Lecture 5: SMT: Foundations

Week 5 | Apr 27 – May 3

Real verification problems span multiple theories at once: a heap routine touches arrays, integer indices, and uninterpreted helpers all in one formula. Today we make cooperation precise. First-order logic gives the language for what theory solvers know; Nelson-Oppen gives the protocol they use to talk. Practice motivates with three escalating demos, Theory makes the protocol formal and works through both the convex and non-convex cases, and Studio is hands-on practice on the FOL evaluator and small mixed-theory queries.

What We Cover

Practice opens with two implementations of in-place swap on an array, equivalent on plain variables but with a real bug when indices alias.
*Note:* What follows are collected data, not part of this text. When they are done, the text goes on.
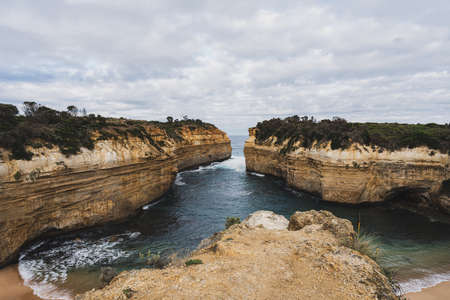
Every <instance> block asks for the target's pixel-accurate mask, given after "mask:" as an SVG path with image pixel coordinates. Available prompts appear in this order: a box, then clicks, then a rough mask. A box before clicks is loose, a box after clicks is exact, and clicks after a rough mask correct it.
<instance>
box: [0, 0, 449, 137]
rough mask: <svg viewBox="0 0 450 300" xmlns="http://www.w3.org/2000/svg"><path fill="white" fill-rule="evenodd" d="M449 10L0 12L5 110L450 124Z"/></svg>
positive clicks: (31, 4) (294, 6) (229, 124)
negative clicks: (339, 118)
mask: <svg viewBox="0 0 450 300" xmlns="http://www.w3.org/2000/svg"><path fill="white" fill-rule="evenodd" d="M449 16H450V2H449V1H448V0H443V1H440V0H429V1H423V0H395V1H393V0H389V1H388V0H379V1H376V0H354V1H353V0H328V1H327V0H322V1H286V0H283V1H281V0H277V1H263V0H254V1H253V0H250V1H249V0H246V1H243V0H240V1H230V0H228V1H218V0H215V1H201V0H183V1H169V0H161V1H159V0H151V1H134V0H123V1H115V0H95V1H94V0H92V1H91V0H64V1H63V0H53V1H47V0H39V1H35V0H29V1H20V0H11V1H9V0H2V1H1V8H0V38H1V39H0V102H3V103H12V104H16V105H19V106H20V103H22V102H23V101H29V100H35V101H37V102H39V103H41V104H44V105H47V106H50V107H52V108H57V109H64V108H65V107H67V106H68V105H70V104H74V105H76V106H78V107H80V108H82V107H85V108H86V109H87V111H88V112H89V113H96V114H102V115H105V116H117V117H120V116H124V117H129V118H137V119H147V120H164V119H165V117H166V116H168V115H171V116H174V117H175V118H180V117H181V116H182V115H188V116H189V117H192V118H200V119H202V120H205V121H208V122H211V123H214V124H216V125H217V126H218V127H219V128H221V129H224V130H225V131H227V132H228V133H229V134H246V133H247V128H248V127H250V126H254V125H255V124H256V123H257V122H258V121H261V120H263V119H268V118H271V117H274V116H276V117H285V116H287V115H293V114H298V115H314V116H315V117H317V118H318V119H322V118H331V117H333V116H341V117H344V118H346V119H348V120H351V121H397V122H408V123H416V122H437V123H446V122H450V17H449Z"/></svg>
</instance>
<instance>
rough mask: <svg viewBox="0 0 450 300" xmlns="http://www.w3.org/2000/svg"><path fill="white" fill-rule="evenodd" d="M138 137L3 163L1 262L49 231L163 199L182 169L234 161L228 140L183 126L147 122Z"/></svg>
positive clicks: (98, 141) (69, 228)
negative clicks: (142, 138)
mask: <svg viewBox="0 0 450 300" xmlns="http://www.w3.org/2000/svg"><path fill="white" fill-rule="evenodd" d="M146 130H147V132H148V133H149V134H150V135H151V136H152V142H153V141H155V142H156V143H158V145H155V144H154V142H153V144H152V143H151V142H150V141H149V140H143V139H139V138H137V137H128V138H120V137H119V138H116V139H107V140H99V141H97V142H96V144H95V148H94V149H93V150H88V149H85V148H82V151H81V153H79V154H76V155H72V156H70V157H66V156H65V155H63V154H61V153H60V151H59V149H58V148H56V147H55V148H52V149H48V148H44V147H43V148H37V149H35V148H34V149H33V148H31V147H30V149H28V150H29V151H32V152H33V153H34V155H33V159H32V160H31V161H25V160H9V159H8V153H7V151H1V150H2V149H0V151H1V152H2V153H3V157H2V159H0V203H1V205H0V264H1V263H5V262H7V261H8V260H10V259H13V258H14V257H15V255H16V254H17V251H18V249H20V247H21V246H22V245H23V244H24V243H25V242H26V241H29V240H31V239H34V238H36V237H38V236H40V235H42V234H43V233H48V232H52V231H59V230H73V229H78V228H82V227H86V226H92V225H95V224H99V223H103V222H108V221H113V220H118V219H121V218H125V217H127V216H129V215H131V214H133V213H134V212H135V211H136V210H137V209H138V208H140V207H141V206H143V205H145V204H147V203H149V202H151V201H153V200H155V199H157V198H159V197H161V196H162V195H163V194H164V193H165V192H166V191H167V190H168V189H169V188H170V186H171V184H172V182H173V181H174V179H175V177H176V174H177V172H178V171H180V170H183V169H186V168H190V167H195V166H198V165H201V164H205V163H210V162H213V161H219V160H224V159H226V158H229V157H230V156H231V146H230V140H229V139H228V137H227V135H226V134H225V133H224V132H222V131H220V130H218V129H216V128H214V127H213V126H211V127H208V128H192V126H191V127H189V126H185V127H183V128H182V129H181V130H180V132H179V135H181V138H178V139H174V138H171V137H169V136H168V135H167V133H166V132H165V131H164V130H161V129H160V128H158V127H155V126H151V125H148V126H147V127H146Z"/></svg>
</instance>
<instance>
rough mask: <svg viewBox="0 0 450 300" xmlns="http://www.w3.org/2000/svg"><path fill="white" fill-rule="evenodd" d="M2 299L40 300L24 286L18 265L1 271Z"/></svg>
mask: <svg viewBox="0 0 450 300" xmlns="http://www.w3.org/2000/svg"><path fill="white" fill-rule="evenodd" d="M0 299H1V300H40V298H39V297H37V296H35V295H33V291H32V290H31V289H30V288H29V287H26V286H25V285H23V280H22V278H20V275H19V272H18V270H17V265H12V266H8V267H6V268H3V269H0Z"/></svg>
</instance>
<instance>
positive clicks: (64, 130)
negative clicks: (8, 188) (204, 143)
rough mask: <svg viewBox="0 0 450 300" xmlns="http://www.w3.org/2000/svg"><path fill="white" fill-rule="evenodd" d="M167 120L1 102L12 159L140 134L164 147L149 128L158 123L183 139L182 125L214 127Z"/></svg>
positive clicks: (3, 134) (165, 132) (33, 105)
mask: <svg viewBox="0 0 450 300" xmlns="http://www.w3.org/2000/svg"><path fill="white" fill-rule="evenodd" d="M167 120H168V121H167V122H157V121H138V120H129V119H124V118H120V119H115V118H105V117H102V116H101V115H95V114H89V115H88V114H87V112H86V110H85V109H78V108H77V107H76V106H74V105H70V106H68V107H67V110H66V111H57V110H54V109H51V108H48V107H46V106H43V105H40V104H38V103H36V102H24V104H23V115H19V110H18V109H17V107H16V106H14V105H11V104H0V148H3V149H6V150H8V151H10V152H11V158H12V159H24V160H30V159H31V158H32V156H33V153H32V152H31V151H29V150H27V146H31V147H32V148H40V147H47V148H52V147H53V146H57V147H59V150H60V151H61V153H63V154H65V155H67V156H70V155H72V154H77V153H79V152H80V150H81V148H82V147H84V148H87V149H90V150H92V149H93V148H94V145H95V142H96V141H99V140H107V139H119V138H125V139H126V138H128V137H138V138H140V139H142V140H145V141H148V142H149V143H151V144H152V145H153V146H154V147H156V148H157V149H159V150H161V147H162V146H164V143H162V142H157V141H155V140H154V138H153V137H152V135H151V133H150V132H149V131H148V130H147V129H148V127H149V126H150V127H155V128H159V129H161V130H163V131H164V132H165V133H166V135H167V136H168V137H170V138H171V139H174V140H176V141H180V140H182V139H183V138H182V136H181V135H180V133H179V132H180V130H181V128H182V127H185V126H187V127H189V129H191V130H194V129H196V128H213V127H214V125H212V124H208V123H204V122H202V121H201V120H198V119H197V120H194V119H189V118H188V117H187V116H184V117H183V119H182V120H178V119H176V120H174V119H173V118H172V117H168V118H167Z"/></svg>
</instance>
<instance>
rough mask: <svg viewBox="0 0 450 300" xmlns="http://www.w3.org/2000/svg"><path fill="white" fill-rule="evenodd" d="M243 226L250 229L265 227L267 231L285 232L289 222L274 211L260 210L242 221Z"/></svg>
mask: <svg viewBox="0 0 450 300" xmlns="http://www.w3.org/2000/svg"><path fill="white" fill-rule="evenodd" d="M242 224H243V225H246V226H247V227H249V228H255V227H263V228H266V229H274V230H283V229H287V227H288V224H289V221H288V219H286V218H285V217H283V216H280V215H277V214H275V213H274V212H272V211H267V210H258V211H256V212H254V213H252V214H251V215H249V216H248V217H247V218H246V219H245V220H244V221H242Z"/></svg>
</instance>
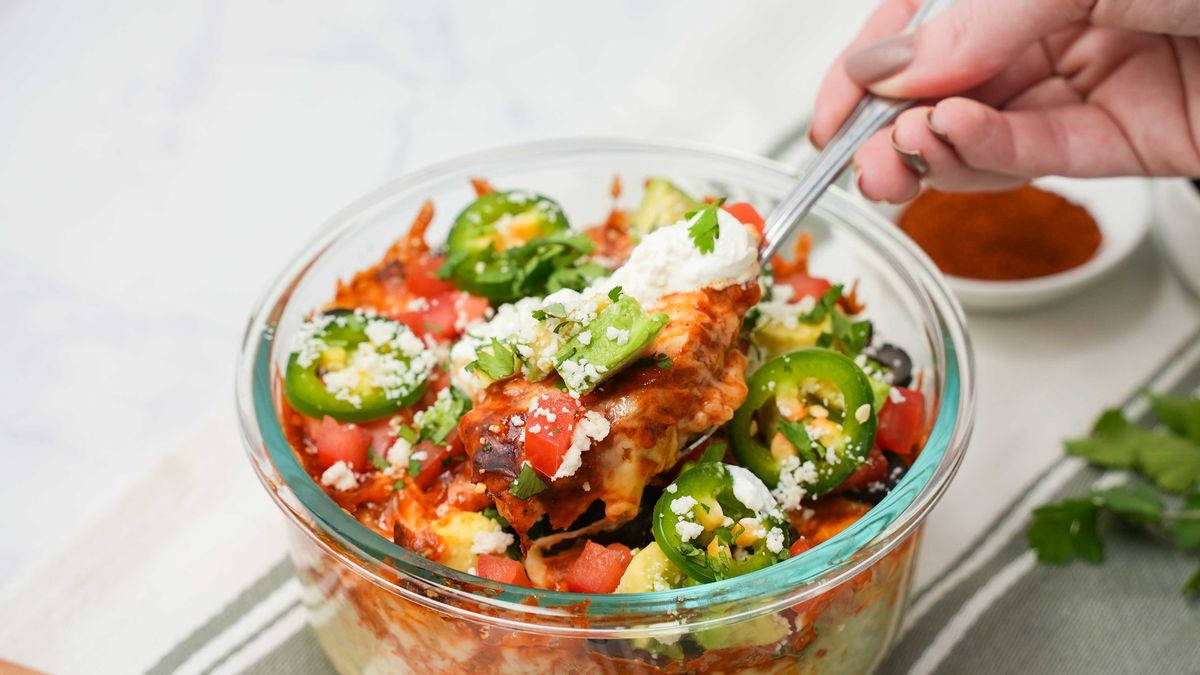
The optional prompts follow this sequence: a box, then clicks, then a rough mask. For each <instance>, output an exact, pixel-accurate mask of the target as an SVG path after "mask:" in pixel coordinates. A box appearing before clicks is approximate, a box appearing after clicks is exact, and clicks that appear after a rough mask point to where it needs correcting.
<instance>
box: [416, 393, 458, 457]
mask: <svg viewBox="0 0 1200 675" xmlns="http://www.w3.org/2000/svg"><path fill="white" fill-rule="evenodd" d="M445 392H446V393H445V394H438V399H437V401H434V402H433V405H432V406H430V407H427V408H425V410H424V411H421V412H419V413H416V417H415V418H414V422H416V426H418V432H416V438H418V440H419V441H433V442H434V443H437V444H439V446H443V444H445V442H446V438H449V437H450V434H452V432H454V430H455V429H457V428H458V420H460V419H462V416H464V414H467V411H469V410H470V399H468V398H467V395H466V394H463V393H462V392H460V390H458V388H457V387H454V386H451V387H449V388H446V389H445ZM410 442H412V441H410Z"/></svg>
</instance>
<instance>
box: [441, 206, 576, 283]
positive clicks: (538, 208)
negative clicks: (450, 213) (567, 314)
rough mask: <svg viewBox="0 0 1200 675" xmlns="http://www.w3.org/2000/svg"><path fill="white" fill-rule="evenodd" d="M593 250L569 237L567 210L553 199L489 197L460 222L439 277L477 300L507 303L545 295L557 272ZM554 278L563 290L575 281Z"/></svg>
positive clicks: (570, 237)
mask: <svg viewBox="0 0 1200 675" xmlns="http://www.w3.org/2000/svg"><path fill="white" fill-rule="evenodd" d="M593 247H594V245H593V244H592V240H590V239H588V238H587V237H586V235H572V234H571V233H570V225H569V223H568V222H566V216H565V215H563V209H562V208H560V207H559V205H558V204H557V203H556V202H553V201H552V199H550V198H547V197H544V196H541V195H535V193H533V192H524V191H509V192H488V193H487V195H484V196H482V197H480V198H478V199H475V202H473V203H472V204H470V205H469V207H467V208H466V209H463V211H462V213H461V214H458V216H457V217H456V219H455V222H454V225H452V226H451V227H450V234H449V238H448V240H446V262H445V264H444V265H443V267H442V269H440V270H439V271H438V274H439V276H442V277H443V279H449V280H451V281H452V282H454V285H455V286H457V287H458V288H461V289H463V291H467V292H469V293H472V294H474V295H481V297H485V298H487V299H488V300H492V301H493V303H508V301H512V300H516V299H520V298H522V297H526V295H529V294H541V293H544V292H545V289H546V287H547V286H548V285H550V283H551V280H552V279H551V277H552V276H553V275H554V273H556V271H559V270H563V269H565V268H568V267H570V265H572V264H574V263H576V261H577V259H578V258H580V257H581V256H583V255H587V253H589V252H592V250H593ZM582 276H583V277H588V275H587V274H584V275H582ZM593 276H594V275H593ZM554 279H556V280H557V281H558V282H559V286H563V285H566V286H570V285H571V283H572V282H574V277H554Z"/></svg>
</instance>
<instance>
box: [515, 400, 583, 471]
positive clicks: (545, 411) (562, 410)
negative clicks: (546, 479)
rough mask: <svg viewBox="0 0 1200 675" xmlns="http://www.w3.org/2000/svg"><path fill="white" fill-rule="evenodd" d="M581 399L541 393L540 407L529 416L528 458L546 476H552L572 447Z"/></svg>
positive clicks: (528, 461)
mask: <svg viewBox="0 0 1200 675" xmlns="http://www.w3.org/2000/svg"><path fill="white" fill-rule="evenodd" d="M578 410H580V402H578V401H577V400H575V399H574V398H571V396H568V395H566V394H551V395H546V396H542V399H541V401H540V402H539V404H538V408H536V410H535V411H534V412H533V413H530V414H529V416H528V417H526V460H527V461H528V462H529V464H532V465H533V467H534V468H536V470H538V471H540V472H541V473H544V474H546V476H553V474H554V473H556V472H558V467H559V466H562V464H563V458H564V456H566V450H568V449H569V448H570V447H571V435H572V434H575V416H576V413H577V412H578Z"/></svg>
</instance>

Two theories cooperated to find it: array reasoning to compare the final arrays, integer reasoning to produce the aliasing witness. Then a small formula sharpens the point: each side satisfiable on its own, the combination unsatisfiable, with a hidden disjunction sitting between them. The third demo runs through Bradley and Manna's worked example live, three notes passing back and forth between the linear-real reasoner and the equality reasoner, each verified by Z3 acting as oracle on the side.

Theory opens the protocol. First-order logic gives us structures and the precise theory-solver contract that L03 hand-waved. Nelson-Oppen needs three restrictions on the theories it combines, and the third one (stably infinite) is honestly metagame: a fix to a hole in the original 1979 paper. Purification is structurally identical to Tseitin from Week 1, just with cross-theory subterms instead of subformulas. Equality propagation is the loop that closes the cooperation. Convex theories propagate single equalities and are clean; non-convex theories like the integers force a case split, which is exactly what Practice's middle formula needed. Theory closes by paying off the worked example and naming what is left for L06.

Studio is the only practice studio of the SMT block (next week's Studio is the R3 reading discussion). Type the FOL evaluator from Theory's worked example, predict SAT or UNSAT on three mixed-theory Z3 queries, then construct your own cooperation-gap formula from scratch, with a midway class-wide sync to surface the question on top of your stack. Stretch: foreshadow L06 with a small ForAll axiom and a negated-instance check.